Da quando la ragazza tagliò l’albero esso fu chiamato “Chuh Cac Ché” [«Albero Rosso Acceso del Sacrificio»]. Lei lo chiamò “sangue” e da allora l’albero di chiamò “sangue”.
«Ora andate sulla faccia della terra!» disse la fanciulla ai gufi.
«Va bene, ragazza. Noi  andremo dopo verso l’alto, dopo aver consegnato ai Signori il sostituto del tuo cuore» risposero i messaggeri.
Quando arrivarono davanti alle facce dei Signori, essi speravano bene.
«Ce l’avete fatta o no?!», disse dunque Hun Camé.
«Ce l’abbiamo fatta, Signori. Qui c’è il suo cuore, sul fondo della chicchera.»
«Bene, allora lo vedremo», replicò Hun Camé. Allora lo prese e lo sollevò in alto, e dalla sua superficie sgocciolava finto sangue di colore rosso acceso.
«Accendete il fuoco e mettiamocelo dentro!» disse Hun Camé.
Poi loro lo misero a bruciare sul fuoco e tutta Xibalbá sentí la fragranza. Finí l’ascesa di tutti loro, quand’erano ricurvi sul cuore di Ixquic, mentre si deliziavano con l’odore del sangue bruciato
Poi i gufi si lasciarono tutto alle spalle e andarono ad accompagnare la fanciulla.
Ancora dopo sono tornati giù a Xibalbá da un buco che lasciarono là sulla terra.

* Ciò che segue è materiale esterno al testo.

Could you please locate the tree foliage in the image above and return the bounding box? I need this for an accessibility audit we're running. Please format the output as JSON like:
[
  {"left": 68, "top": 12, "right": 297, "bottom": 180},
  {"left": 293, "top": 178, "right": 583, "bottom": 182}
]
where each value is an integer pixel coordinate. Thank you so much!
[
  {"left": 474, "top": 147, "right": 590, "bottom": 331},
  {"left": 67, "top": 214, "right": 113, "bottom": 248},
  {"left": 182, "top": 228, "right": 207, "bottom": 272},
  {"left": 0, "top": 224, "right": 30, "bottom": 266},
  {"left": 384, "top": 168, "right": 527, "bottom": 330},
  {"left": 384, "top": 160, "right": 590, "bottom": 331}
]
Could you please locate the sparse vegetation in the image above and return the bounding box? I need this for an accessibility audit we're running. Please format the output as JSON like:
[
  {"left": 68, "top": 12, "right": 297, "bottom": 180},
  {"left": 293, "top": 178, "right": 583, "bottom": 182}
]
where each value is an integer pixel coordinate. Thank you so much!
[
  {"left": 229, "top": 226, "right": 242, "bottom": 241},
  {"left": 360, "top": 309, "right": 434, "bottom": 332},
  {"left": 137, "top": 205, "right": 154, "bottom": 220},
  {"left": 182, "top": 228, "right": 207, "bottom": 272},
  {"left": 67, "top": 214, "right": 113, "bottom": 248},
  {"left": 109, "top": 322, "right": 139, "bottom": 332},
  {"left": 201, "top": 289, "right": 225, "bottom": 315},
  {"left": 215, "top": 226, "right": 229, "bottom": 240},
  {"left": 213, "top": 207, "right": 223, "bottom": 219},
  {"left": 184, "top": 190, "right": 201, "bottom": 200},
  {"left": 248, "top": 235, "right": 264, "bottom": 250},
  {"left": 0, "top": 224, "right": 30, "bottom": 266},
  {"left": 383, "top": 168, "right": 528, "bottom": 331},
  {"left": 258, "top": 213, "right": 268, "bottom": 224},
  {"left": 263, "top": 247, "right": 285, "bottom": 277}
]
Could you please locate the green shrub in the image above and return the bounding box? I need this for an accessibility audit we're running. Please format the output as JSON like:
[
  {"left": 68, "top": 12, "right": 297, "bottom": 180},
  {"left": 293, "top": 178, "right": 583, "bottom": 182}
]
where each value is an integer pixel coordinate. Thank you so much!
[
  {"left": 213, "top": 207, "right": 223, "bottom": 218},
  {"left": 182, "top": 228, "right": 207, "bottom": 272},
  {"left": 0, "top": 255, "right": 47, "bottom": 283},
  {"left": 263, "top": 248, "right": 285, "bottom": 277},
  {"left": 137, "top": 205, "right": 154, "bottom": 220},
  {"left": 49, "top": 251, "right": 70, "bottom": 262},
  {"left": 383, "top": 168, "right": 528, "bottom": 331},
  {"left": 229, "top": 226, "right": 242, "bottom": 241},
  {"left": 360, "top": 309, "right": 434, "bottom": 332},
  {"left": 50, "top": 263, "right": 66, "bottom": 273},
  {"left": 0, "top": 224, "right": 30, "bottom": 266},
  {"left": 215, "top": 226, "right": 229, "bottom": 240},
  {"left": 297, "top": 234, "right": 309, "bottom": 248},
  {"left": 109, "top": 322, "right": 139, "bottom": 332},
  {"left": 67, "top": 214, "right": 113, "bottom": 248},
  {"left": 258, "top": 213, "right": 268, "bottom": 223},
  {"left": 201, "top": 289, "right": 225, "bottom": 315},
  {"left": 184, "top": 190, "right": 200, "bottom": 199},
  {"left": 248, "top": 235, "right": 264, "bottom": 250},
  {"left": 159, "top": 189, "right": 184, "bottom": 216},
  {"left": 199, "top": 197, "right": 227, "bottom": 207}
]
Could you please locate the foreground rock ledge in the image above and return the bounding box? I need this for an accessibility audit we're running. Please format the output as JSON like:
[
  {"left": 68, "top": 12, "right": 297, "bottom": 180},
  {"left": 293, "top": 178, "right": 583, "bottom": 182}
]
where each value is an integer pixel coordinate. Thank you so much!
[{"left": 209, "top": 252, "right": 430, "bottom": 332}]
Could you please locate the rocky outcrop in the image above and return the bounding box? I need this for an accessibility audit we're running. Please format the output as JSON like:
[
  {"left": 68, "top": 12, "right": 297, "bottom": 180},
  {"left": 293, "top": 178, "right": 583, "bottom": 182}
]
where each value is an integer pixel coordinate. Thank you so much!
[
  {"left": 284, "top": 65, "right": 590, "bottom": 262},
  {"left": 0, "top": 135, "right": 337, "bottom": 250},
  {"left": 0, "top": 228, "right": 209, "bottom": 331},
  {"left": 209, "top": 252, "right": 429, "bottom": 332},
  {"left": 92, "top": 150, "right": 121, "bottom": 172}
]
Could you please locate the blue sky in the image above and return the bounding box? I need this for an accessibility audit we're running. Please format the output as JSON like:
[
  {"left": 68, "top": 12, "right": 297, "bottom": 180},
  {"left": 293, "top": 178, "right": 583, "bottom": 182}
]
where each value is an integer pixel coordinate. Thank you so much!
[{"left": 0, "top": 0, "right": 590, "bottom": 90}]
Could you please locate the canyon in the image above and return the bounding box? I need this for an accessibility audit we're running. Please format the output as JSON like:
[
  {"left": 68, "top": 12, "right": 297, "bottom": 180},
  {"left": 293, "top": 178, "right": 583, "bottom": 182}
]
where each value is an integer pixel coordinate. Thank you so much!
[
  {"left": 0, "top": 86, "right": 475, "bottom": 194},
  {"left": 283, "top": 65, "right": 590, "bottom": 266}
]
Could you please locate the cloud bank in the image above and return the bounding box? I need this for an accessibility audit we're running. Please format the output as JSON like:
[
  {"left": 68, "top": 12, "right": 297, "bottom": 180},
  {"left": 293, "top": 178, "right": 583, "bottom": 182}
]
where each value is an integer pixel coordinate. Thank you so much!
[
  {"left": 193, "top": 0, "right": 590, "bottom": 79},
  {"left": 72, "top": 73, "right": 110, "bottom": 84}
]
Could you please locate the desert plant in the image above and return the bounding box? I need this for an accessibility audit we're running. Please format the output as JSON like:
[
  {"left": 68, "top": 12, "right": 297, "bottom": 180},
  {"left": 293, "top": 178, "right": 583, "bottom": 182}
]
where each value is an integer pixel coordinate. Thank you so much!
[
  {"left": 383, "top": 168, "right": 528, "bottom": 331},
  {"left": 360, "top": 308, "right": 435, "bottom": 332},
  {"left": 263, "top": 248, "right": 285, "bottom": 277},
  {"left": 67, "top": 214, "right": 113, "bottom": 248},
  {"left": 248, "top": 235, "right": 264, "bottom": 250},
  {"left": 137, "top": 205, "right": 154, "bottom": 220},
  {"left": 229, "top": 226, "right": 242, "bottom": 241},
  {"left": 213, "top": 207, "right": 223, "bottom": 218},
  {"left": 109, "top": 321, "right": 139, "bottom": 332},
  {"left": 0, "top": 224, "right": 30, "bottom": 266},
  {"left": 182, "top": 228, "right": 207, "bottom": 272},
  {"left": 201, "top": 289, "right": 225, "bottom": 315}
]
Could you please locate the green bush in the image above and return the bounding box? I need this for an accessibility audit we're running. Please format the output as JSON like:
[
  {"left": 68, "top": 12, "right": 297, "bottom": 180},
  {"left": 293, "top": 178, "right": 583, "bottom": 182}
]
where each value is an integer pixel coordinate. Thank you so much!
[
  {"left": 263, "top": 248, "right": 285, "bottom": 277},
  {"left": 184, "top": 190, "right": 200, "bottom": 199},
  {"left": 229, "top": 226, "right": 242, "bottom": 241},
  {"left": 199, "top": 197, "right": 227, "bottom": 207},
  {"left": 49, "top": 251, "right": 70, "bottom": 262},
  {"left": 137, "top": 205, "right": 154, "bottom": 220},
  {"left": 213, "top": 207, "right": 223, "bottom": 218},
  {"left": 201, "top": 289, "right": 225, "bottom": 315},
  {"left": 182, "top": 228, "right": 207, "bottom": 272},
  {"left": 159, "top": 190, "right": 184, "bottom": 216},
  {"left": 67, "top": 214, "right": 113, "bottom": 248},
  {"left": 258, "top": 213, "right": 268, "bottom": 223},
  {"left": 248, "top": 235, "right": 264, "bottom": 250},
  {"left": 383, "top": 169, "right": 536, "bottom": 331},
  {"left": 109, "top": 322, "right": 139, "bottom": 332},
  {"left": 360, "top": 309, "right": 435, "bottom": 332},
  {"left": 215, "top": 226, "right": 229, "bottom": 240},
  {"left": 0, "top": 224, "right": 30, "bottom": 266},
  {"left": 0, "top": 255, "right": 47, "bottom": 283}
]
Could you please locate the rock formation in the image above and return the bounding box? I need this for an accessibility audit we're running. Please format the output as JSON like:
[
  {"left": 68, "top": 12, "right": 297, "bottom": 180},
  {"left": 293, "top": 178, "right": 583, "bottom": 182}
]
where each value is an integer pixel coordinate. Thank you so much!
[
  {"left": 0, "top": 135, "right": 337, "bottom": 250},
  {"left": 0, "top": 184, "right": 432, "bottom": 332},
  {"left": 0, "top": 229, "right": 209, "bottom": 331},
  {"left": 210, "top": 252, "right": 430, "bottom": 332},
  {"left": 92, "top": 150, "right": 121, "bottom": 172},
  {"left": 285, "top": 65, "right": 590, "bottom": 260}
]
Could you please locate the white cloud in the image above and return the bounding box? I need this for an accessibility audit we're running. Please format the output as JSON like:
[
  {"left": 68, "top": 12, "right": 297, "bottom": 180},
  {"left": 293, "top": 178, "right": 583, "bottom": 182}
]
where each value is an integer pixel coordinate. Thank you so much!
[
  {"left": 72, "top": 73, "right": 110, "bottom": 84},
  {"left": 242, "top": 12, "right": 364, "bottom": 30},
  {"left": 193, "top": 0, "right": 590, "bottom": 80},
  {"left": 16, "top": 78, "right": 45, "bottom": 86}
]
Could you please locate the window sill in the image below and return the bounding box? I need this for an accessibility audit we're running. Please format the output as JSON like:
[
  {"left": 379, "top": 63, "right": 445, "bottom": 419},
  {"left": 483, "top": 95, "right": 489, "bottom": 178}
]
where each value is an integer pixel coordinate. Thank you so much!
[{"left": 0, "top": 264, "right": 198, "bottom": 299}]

Così sono stati sconfitti tutti gli Xibalbani, grazie alla fanciulla che li accecò[4] tutti quanti, Ixquic.




[1] Qui dice iqux, cioè il vostro cuore, anziché aqux, il tuo cuore. Potrebbe essere una forma di rispetto. La forma di rispetto al plurale utilizzata nel testo Popol Uuh è loro.
[2] Si tratta della linfa di certi alberi dei generi Croton, Dracaena, Daemonorops e Pterocarpus.
[3] Il testo riporta xcul anziché xcol, chicchera o recipiente.
[4] Molte espressioni in voga oggi erano conosciute ed usate dai quiché. Quando noi diciamo «ma chi m’ha accecato?» non sappiamo che era un’espressione in voga all’epoca dei maya.